I bonobo sanno quando ricevono un'ingiustizia

In questo studio, sei bonobo sono stati coinvolti in una serie di test per valutare la loro reazione a situazioni di palese iniquità. In uno degli esperimenti, per esempio, le scimmie dovevano scambiare dei gettoni per ottenere un premio in cibo, test già utilizzato in passato anche per valutare "il senso del denaro" nei primati. Tuttavia, non tutti i partecipanti ricevevano lo stesso premio: alcuni si trovavano davanti a una "paga" inferiore rispetto a un compagno, pur avendo svolto esattamente lo stesso compito. La reazione? In molti casi, i bonobo che si sentivano trattati ingiustamente si rifiutavano di partecipare ulteriormente all'esperimento.
Un comportamento che, secondo gli autori, non può essere semplicemente spiegato con la delusione per le aspettative disattese: si tratterebbe, invece, di una vera e propria avversione per il trattamento non equo, una reazione negativa alle disuguaglianze. "I bonobo si sono rifiutati più spesso di partecipare quando si trovavano davanti a una distribuzione iniqua delle ricompense", ha spiegato in un comunicato Kia Radovanović, prima autrice dello studio. "E a differenza degli scimpanzé, le loro reazioni non sembrano dettate solo dalla delusione verso l'esperimento o verso l'umano, ma riflettono un'autentica intolleranza verso l'ingiustizia".

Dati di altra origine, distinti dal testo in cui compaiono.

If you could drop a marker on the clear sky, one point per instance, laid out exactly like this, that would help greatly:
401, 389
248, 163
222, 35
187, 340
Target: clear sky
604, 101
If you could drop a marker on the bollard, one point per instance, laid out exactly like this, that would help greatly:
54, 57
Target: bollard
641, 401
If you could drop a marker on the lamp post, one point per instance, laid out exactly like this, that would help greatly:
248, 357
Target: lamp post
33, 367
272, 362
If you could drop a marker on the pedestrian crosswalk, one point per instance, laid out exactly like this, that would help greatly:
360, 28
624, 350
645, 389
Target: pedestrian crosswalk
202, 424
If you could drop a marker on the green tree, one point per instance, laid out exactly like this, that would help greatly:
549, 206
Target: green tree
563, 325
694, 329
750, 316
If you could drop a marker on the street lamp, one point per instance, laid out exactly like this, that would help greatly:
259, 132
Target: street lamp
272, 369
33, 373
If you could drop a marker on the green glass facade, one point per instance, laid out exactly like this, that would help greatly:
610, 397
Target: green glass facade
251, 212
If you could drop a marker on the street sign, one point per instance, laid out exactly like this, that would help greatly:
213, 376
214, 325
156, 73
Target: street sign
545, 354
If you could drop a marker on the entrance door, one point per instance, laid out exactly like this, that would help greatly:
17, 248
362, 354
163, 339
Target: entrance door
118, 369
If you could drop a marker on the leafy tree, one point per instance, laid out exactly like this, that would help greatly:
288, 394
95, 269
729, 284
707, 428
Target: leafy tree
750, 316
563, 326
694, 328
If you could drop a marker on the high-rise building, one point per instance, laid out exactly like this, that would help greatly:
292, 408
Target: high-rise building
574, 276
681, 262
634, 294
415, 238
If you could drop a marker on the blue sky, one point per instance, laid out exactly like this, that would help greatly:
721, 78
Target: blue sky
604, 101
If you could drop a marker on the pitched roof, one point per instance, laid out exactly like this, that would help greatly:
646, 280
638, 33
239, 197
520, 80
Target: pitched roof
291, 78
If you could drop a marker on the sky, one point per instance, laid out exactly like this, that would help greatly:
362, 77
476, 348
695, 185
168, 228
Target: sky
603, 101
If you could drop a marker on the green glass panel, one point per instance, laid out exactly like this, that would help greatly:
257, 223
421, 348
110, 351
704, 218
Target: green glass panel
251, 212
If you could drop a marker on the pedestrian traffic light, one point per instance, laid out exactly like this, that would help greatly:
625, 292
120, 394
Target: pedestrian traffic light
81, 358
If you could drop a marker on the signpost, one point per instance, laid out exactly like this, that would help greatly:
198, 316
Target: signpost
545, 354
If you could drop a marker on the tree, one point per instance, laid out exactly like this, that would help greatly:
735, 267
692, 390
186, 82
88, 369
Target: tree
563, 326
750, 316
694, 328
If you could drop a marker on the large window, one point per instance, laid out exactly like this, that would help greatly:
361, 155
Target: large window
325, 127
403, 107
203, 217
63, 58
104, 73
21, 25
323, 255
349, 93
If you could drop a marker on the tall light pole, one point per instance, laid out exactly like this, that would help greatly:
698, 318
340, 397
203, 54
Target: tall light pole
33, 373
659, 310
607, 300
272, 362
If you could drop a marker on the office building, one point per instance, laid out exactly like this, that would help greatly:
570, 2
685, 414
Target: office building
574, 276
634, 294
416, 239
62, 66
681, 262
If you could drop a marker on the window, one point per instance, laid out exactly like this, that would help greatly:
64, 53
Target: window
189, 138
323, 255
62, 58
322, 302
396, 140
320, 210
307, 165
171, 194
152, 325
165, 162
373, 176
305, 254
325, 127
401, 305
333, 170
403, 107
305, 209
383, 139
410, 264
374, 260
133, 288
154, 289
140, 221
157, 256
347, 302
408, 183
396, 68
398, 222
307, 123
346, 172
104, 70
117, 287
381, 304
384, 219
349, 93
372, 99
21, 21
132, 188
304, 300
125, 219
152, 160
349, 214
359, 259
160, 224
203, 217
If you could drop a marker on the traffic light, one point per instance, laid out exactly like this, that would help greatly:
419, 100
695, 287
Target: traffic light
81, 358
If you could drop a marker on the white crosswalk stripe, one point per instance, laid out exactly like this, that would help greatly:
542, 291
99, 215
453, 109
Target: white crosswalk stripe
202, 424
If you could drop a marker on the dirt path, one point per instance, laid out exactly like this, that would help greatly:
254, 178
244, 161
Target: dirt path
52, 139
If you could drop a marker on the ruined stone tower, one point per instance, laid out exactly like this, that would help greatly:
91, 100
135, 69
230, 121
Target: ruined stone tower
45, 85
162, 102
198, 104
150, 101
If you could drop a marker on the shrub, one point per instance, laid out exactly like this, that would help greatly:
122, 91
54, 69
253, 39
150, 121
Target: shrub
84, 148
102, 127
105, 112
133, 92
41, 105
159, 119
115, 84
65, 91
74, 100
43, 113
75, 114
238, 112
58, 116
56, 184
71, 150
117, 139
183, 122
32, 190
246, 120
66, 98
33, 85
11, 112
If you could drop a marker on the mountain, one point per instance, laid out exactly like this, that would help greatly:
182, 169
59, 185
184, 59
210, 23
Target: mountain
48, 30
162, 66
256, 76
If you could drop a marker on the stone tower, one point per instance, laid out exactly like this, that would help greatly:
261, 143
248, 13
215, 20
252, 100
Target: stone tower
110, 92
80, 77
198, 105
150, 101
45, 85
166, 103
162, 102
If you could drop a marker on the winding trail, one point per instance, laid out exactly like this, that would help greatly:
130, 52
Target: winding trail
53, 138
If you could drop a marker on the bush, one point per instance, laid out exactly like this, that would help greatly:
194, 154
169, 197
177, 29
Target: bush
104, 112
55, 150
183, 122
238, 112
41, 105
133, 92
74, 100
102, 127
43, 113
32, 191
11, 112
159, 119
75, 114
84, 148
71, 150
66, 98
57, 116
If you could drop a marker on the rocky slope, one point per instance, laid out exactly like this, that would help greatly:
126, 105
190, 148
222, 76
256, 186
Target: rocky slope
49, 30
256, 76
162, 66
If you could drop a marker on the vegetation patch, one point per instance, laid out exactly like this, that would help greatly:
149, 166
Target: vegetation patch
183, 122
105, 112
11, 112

Se a ricevere un vantaggio è un amico, allora si può chiudere un occhio

Un altro aspetto particolarmente interessante emerso dallo studio è che i bonobo sembrano accettare più facilmente l'ingiustizia quando a essere favorito era un compagno con cui avevano un forte legame sociale. In altre parole, se a ricevere di più era un amico stretto, allora è più facile chiudere un occhio. Questo dettaglio, tutt'altro che banale, ricorda molto da vicino alcuni meccanismi tipici delle relazioni umane. Anche tra noi umani, infatti, i rapporti affettivi e i legami sociali influenzano il modo in cui percepiamo e reagiamo all'ingiustizia. Un trattamento sfavorevole da parte di uno sconosciuto ci fa arrabbiare di più e lo troviamo inaccettabile, ma se a sbagliare è un amico o un familiare, siamo più propensi a perdonare.

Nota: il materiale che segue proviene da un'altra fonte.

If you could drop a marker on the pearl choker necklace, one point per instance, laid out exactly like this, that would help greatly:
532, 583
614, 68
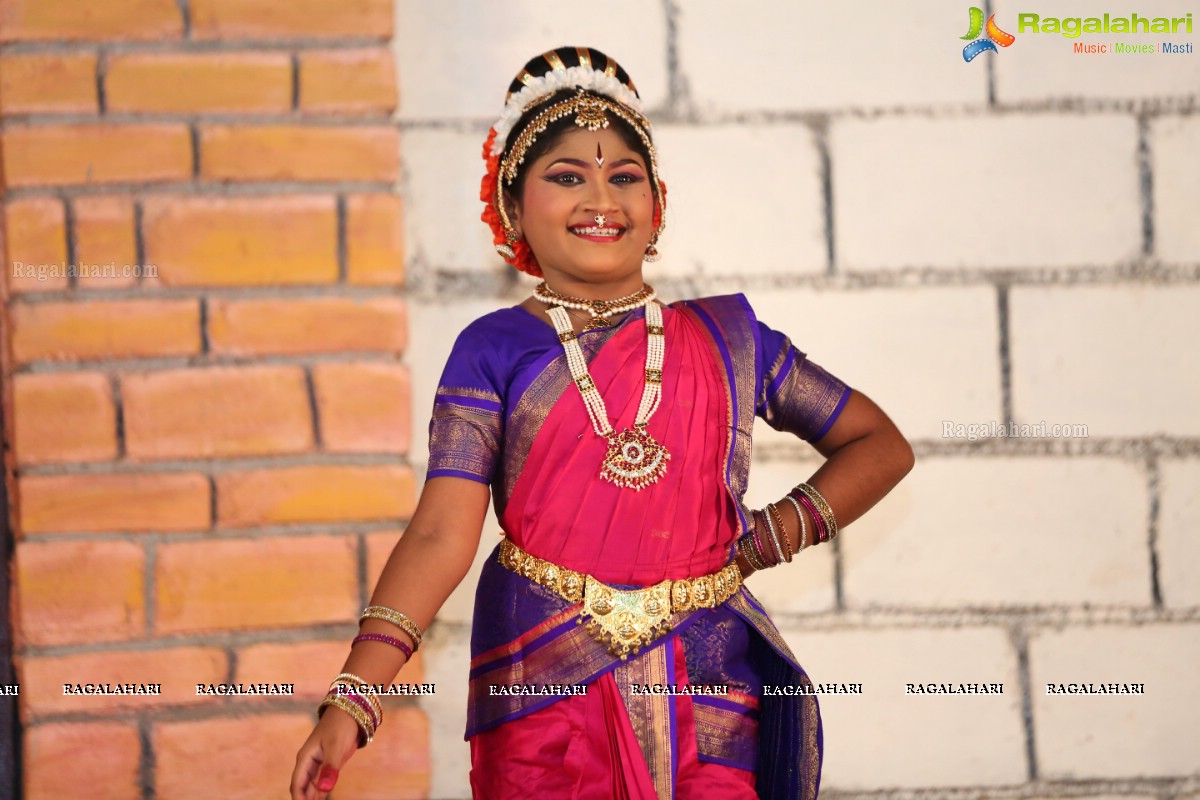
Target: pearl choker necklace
598, 310
635, 459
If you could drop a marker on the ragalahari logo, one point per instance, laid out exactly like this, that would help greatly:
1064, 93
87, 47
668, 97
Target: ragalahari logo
995, 36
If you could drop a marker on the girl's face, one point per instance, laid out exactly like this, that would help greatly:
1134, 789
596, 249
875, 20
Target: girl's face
583, 175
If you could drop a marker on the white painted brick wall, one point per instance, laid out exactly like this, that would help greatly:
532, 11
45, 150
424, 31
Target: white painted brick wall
923, 355
1005, 531
1044, 66
1117, 358
1176, 178
712, 229
443, 230
807, 584
456, 59
1179, 533
1013, 191
1150, 735
783, 56
924, 175
885, 738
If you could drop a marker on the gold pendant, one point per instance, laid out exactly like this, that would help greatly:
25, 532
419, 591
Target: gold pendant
634, 459
625, 620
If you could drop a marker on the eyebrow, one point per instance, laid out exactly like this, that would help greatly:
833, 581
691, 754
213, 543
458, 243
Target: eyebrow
585, 164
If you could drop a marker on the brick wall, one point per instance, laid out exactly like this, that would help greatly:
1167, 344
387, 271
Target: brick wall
208, 456
1013, 239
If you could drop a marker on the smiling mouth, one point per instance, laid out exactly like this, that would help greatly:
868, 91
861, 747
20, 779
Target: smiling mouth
598, 233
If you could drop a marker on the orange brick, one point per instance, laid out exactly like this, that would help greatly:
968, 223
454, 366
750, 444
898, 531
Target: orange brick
397, 762
216, 413
292, 326
348, 82
64, 417
298, 152
233, 758
103, 756
105, 238
241, 240
136, 503
106, 329
37, 244
298, 18
319, 493
309, 665
70, 19
252, 583
375, 240
61, 155
43, 83
78, 591
364, 407
189, 83
178, 669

Secondo Daniel Haun, direttore dell'Istituto Max Planck e co-autore dello studio, questi risultati suggeriscono che il senso della giustizia potrebbe essersi evoluto come meccanismo per rafforzare la cooperazione. E non solo in Homo sapiens, ma anche in altre specie sociali strettamente imparentate con noi. "Questo studio ci offre nuovi spunti su come potrebbe essersi evoluto il concetto di equità", ha spiegato Haun. "Ma serviranno ulteriori ricerche, magari con gruppi di bonobo più numerosi e in contesti più naturali, per affinare la nostra comprensione di questi meccanismi".
Cosa ci insegnano (di nuovo) i bonobo?

L'immagine dei bonobo come scimmie pacifiste, sensibili e attente al benessere del gruppo si arricchisce quindi di una nuova sfumatura: quella del senso per la giustizia. Una giustizia certamente non codificata da leggi scritte o da convezione culturali ma vissuta attraverso comportamenti, reazioni emotive, scelte sociali e un "linguaggio" strutturalmente simile al nostro. Un piccolo, ma significativo indizio che sottolinea ancora una volta come il nostro modo di essere "umani" sia intrecciato profondamente alla storia evolutiva che condividiamo con gli altri grandi primati sul grande albero della vita.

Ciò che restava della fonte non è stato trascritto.